I understand that you are trying to train a "NARX" model using input data of shape "[180000x8]" and target data "[180000x6]" to predict multivariate time series values. You want to ensure that the sum of each predicted row closely matches the sum of the actual row, while also preserving the ratios among the six target variables within each row.
The standard "NARX" training using "trainlm" and the default "MSE" loss might not effectively optimize both sum and ratio constraints simultaneously.
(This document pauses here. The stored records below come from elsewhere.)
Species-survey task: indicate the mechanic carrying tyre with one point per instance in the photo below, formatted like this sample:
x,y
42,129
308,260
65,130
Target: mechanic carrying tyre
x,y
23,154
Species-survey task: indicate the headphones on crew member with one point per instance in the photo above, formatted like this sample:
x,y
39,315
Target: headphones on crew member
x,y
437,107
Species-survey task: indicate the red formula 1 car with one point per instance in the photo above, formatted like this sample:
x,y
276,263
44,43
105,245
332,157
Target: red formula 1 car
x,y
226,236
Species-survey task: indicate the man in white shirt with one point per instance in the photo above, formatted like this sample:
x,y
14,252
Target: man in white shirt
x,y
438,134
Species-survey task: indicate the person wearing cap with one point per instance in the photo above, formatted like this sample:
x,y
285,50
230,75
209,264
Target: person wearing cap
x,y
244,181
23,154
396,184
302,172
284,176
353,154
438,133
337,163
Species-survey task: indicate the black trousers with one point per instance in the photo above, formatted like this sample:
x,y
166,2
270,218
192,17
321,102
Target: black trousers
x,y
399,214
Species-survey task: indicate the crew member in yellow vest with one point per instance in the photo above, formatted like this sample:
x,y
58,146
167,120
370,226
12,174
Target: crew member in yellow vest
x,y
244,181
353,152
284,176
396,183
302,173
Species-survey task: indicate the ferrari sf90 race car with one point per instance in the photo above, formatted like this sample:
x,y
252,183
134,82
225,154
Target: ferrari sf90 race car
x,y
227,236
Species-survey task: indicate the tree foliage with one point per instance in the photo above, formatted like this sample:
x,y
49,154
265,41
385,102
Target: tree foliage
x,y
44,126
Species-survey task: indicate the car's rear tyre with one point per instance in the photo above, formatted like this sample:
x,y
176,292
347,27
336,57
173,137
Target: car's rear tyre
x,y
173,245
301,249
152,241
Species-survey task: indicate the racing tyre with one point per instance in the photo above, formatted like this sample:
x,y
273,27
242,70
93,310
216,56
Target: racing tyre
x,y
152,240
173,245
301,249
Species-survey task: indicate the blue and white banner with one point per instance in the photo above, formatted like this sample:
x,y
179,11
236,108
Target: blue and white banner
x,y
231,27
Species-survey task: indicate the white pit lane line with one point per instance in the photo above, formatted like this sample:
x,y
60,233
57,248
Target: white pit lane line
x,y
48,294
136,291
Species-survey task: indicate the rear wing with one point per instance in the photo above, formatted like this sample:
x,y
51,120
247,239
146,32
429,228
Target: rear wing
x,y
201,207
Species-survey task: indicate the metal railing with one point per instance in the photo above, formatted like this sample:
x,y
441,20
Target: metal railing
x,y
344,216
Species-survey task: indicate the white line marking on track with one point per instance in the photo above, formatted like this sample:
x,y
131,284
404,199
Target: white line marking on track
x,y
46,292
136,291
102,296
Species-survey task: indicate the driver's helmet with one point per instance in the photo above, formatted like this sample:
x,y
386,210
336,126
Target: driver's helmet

Also, training performance and prediction accuracy may degrade due to the high dimensionality and sequence length, especially without suitable normalization.
To help resolve the issue you can kindly consider the following improvements:
1. Normalize the Targets Row-wise Before Training: This preserves the ratios among target values.
T_mat = cell2mat(Ziel);
row_sums = sum(T_mat, 1);
T_normalized = T_mat ./ row_sums;
T = mat2cell(T_normalized, size(T_normalized, 1), ones(1, size(T_normalized, 2)));
2. Use "Bayesian Regularization" ("trainbr") Instead of "Levenberg-Marquardt" ("trainlm"): This helps in generalization and handles noisy data better
trainFcn = 'trainbr';
3. Reduce Delay Ranges for Stability and Efficiency: Instead of "[1:8]", you can use the following
inputDelays = 1:3;
feedbackDelays = 1:3;
4. Evaluate the Model with Sum and Ratio Metrics: This will give a clearer measure of performance
sum_error = mean(abs(sum(y2_rescaled, 1) - sum(T_mat, 1)));
cos_sim = dot(y2_rescaled, T_mat)./(vecnorm(y2_rescaled).*vecnorm(T_mat));
ratio_error = 1 - mean(cos_sim);
These enhancements ensure that your "NARX" network focuses both on learning the correct magnitude (via sum recovery) and internal structure (via ratio preservation). Kindly integrate these suggestions into your existing loop and test various hidden layer sizes.
For further reference, kindly refer to the following official documentation:
- https://www.mathworks.com/help/deeplearning/ref/narxnet.html
- https://www.mathworks.com/help/deeplearning/ref/preparets.html
I hope this helps!